Méditation du Mercredi Saint

MERCREDI SAINT – Mt 26, 14-25

C’est la même scène qu’hier, mais racontée cette fois-ci par saint Matthieu et non par saint Jean. Cherchez la différence. Ce n’est pas difficile.

Dans l’évangile de saint Matthieu, c’est Judas qui prend l’initiative. Le mobile de son crime nous est donné : c’est l’argent. Alors pourquoi lui attribuer cette question pour le moins hypocrite : “ Serait-ce moi Seigneur ? ” Comme si Judas ne le savait pas ! Artifice littéraire sans doute…

En tous cas, une question qui suscite une réponse du Christ : “ C’est toi qui l’as dit ”

Ou si vous préférez : “ C’est toi qui l’as dit… c’est toi qui décides de la réponse à donner ”.

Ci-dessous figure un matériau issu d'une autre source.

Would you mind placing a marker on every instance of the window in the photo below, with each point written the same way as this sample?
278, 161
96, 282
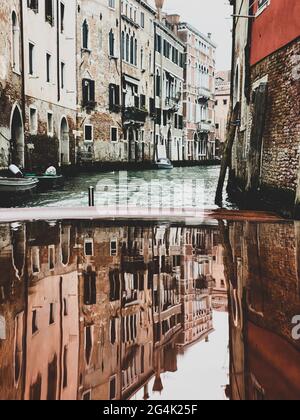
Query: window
112, 388
262, 3
90, 288
33, 122
88, 92
87, 396
15, 43
85, 35
65, 368
114, 134
50, 125
49, 12
114, 97
89, 247
142, 20
158, 43
158, 83
123, 45
52, 314
48, 67
88, 133
33, 5
35, 327
31, 58
62, 74
51, 257
66, 310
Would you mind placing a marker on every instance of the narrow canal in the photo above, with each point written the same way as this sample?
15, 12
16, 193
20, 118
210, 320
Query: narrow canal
180, 187
95, 311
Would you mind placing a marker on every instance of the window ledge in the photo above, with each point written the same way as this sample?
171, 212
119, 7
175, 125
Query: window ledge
17, 72
87, 50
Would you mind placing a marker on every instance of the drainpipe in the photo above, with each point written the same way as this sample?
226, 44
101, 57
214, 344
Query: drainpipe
23, 96
58, 51
122, 51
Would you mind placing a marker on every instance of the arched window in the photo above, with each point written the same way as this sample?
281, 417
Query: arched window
123, 45
15, 42
131, 50
111, 43
85, 35
158, 83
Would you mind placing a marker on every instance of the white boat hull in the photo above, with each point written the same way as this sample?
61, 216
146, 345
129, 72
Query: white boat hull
15, 185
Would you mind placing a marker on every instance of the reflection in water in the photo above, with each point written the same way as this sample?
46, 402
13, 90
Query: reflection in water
89, 311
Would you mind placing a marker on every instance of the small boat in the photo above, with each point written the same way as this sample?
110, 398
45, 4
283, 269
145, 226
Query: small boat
164, 164
16, 185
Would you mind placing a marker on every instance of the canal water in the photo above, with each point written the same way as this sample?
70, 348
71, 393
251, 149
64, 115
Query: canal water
94, 311
181, 187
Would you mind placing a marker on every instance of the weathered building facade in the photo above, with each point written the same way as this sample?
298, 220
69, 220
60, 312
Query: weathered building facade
115, 81
266, 88
222, 108
12, 147
169, 80
199, 93
95, 312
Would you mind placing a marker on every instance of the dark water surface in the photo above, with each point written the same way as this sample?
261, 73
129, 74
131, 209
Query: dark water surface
101, 312
180, 187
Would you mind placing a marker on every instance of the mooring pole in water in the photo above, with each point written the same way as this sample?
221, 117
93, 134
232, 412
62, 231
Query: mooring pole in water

Jésus met donc Judas devant sa responsabilité. Si Judas acceptait cette main que lui tend le Christ, tout serait encore possible. Jésus ne l’a pas condamné. En lui offrant de plonger, ensemble, la main dans le même plat, il lui a même offert son amitié. Jésus n’a pas repoussé un pécheur… c’est Judas qui a choisi la séparation.

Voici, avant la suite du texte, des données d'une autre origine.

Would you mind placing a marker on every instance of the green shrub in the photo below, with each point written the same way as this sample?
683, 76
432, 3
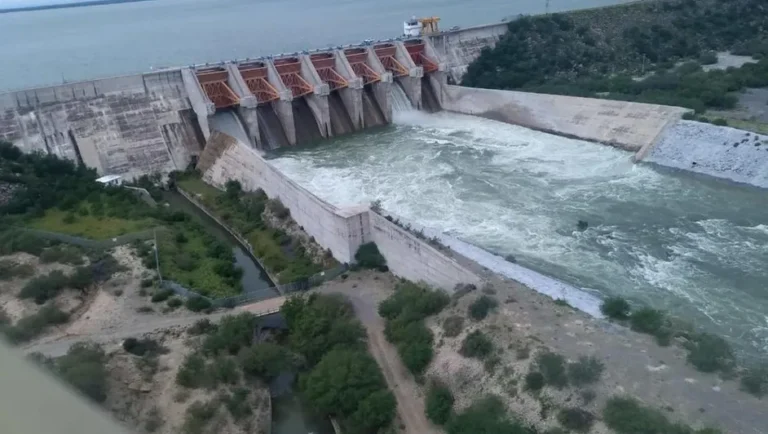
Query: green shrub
534, 381
627, 416
174, 302
587, 370
233, 333
452, 326
439, 403
647, 320
710, 353
162, 295
201, 327
755, 381
485, 416
368, 256
552, 366
615, 308
576, 419
198, 416
84, 367
193, 373
479, 309
198, 304
476, 345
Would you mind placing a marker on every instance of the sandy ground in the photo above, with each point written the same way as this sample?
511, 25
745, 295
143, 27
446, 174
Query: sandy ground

En refusant, c’est Judas, seul, qui s’est condamné. Peut-être a-t-il oublié ces paroles du Christ : “ Où est ton trésor, là aussi sera ton cœur ” (Mt 6,21) Ou encore : “ Vous ne pouvez pas servir à la fois Dieu et l’argent ” (Mt 6,24)

L’argent, ce qui emprisonne, ce qui rend esclave, ce qui empêche de s’adoucir, si d’aventure, on se met à l’aimer.

N’aimez pas l’argent !

Mais voilà, Judas aime l’argent. Sans doute a-t-il prit au premier degré ce qu’avec humour et un brin d’acidité un proverbe yiddish exprimera plus tard en ces termes : “ Si vous avez de l’argent plein les poches, vous êtes intelligent, vous êtes séduisant et vous avez une belle voix ”.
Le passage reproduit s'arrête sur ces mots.